British Police Ask for Ecstasy Penalties to be Reduced as Drug War Collapse Continues 11/2/01

Drug War Chronicle, recent top items

more...

recent blog posts "In the Trenches" activist feed

SUBSCRIBE TODAY!!!

Last week, DRCNet reported on the final ignoble collapse of the Tony Blair government's steely resolve never to soften the marijuana laws (http://www.drcnet.org/wol/208.html#ukdecrim). Despite Blair's Labor government long-standing vows, Home Secretary David Blunkett announced that as of next spring, cannabis will be moved to the softest drug schedule -- along with steroids and anti-depressants -- and cannabis users and possessors will no longer be subject to arrest.

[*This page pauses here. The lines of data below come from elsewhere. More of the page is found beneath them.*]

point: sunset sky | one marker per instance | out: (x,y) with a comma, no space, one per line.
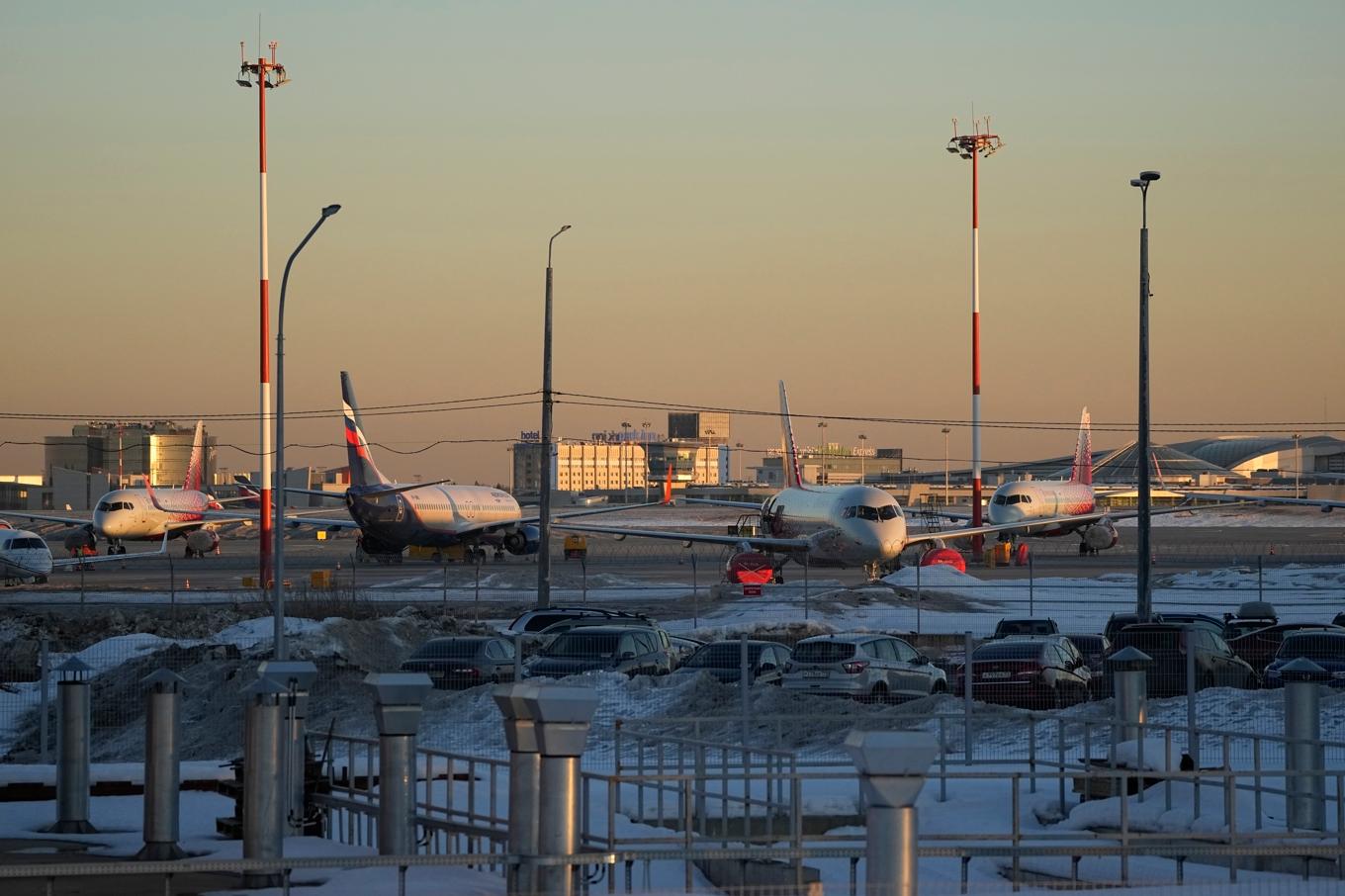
(758,191)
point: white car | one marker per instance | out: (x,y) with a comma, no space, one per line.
(866,667)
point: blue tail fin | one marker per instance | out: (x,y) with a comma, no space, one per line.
(362,470)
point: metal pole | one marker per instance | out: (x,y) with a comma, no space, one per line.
(281,652)
(544,552)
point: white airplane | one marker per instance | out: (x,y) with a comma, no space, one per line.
(847,525)
(26,557)
(141,514)
(395,515)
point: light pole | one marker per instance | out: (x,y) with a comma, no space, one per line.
(544,549)
(945,430)
(279,582)
(1143,596)
(822,425)
(974,145)
(268,74)
(1299,460)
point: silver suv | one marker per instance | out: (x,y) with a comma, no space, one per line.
(865,667)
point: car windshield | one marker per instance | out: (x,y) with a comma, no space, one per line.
(824,652)
(1009,650)
(579,645)
(447,649)
(1313,648)
(723,657)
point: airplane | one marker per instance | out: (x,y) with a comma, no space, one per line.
(26,557)
(140,514)
(439,514)
(845,525)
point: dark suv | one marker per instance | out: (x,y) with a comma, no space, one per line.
(1216,665)
(634,650)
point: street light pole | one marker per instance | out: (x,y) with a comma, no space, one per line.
(945,430)
(1143,593)
(281,652)
(268,74)
(544,549)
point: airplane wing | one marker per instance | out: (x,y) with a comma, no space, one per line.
(69,521)
(755,541)
(75,563)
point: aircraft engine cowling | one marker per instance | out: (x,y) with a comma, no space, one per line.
(750,567)
(204,541)
(81,540)
(523,541)
(1101,536)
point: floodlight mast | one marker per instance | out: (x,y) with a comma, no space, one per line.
(972,145)
(268,74)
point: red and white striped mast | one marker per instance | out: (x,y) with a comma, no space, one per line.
(978,142)
(266,74)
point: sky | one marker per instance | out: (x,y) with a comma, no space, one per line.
(758,191)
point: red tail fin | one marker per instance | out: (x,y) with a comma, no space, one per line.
(1082,471)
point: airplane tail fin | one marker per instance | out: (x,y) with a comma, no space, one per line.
(1082,471)
(197,466)
(362,470)
(790,451)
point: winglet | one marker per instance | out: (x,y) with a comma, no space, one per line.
(1082,471)
(792,477)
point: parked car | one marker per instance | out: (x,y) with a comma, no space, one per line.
(1120,620)
(723,660)
(866,667)
(1027,672)
(1166,645)
(463,662)
(1251,616)
(1259,648)
(535,620)
(1093,649)
(634,650)
(683,649)
(1325,648)
(1008,627)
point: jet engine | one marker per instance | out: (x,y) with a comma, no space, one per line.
(1101,536)
(202,541)
(523,540)
(751,568)
(81,541)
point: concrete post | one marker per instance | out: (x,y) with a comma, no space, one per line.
(1131,693)
(163,776)
(1304,762)
(892,769)
(264,801)
(525,769)
(298,678)
(399,698)
(561,717)
(73,750)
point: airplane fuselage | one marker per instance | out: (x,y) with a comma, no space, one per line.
(852,525)
(436,515)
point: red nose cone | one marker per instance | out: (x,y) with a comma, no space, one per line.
(944,557)
(751,568)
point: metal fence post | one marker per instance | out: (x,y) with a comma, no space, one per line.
(264,803)
(1304,755)
(892,769)
(73,750)
(525,768)
(561,715)
(298,676)
(397,702)
(163,775)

That move is not quite a done deal -- it must be discussed by the government's Advisory Council on the Misuse of Drugs and approved by parliament -- but it is difficult to see how the desires of the majority government's Home Secretary will be overridden.

As if virtual decriminalization of cannabis were not enough, the organization representing Britain's top police commanders has called for relaxation of penalties for ecstasy, the popular dance club and rave drug. The Association of Chief Police Officers (ACPO) said that ecstasy was incorrectly scheduled as a most serious Schedule A drug, along with heroin, cocaine, and LSD, and should instead be moved to Schedule B. (Cannabis is currently a Schedule B drug, but would move to the lowest schedule, Schedule C, under Labor's new plan.)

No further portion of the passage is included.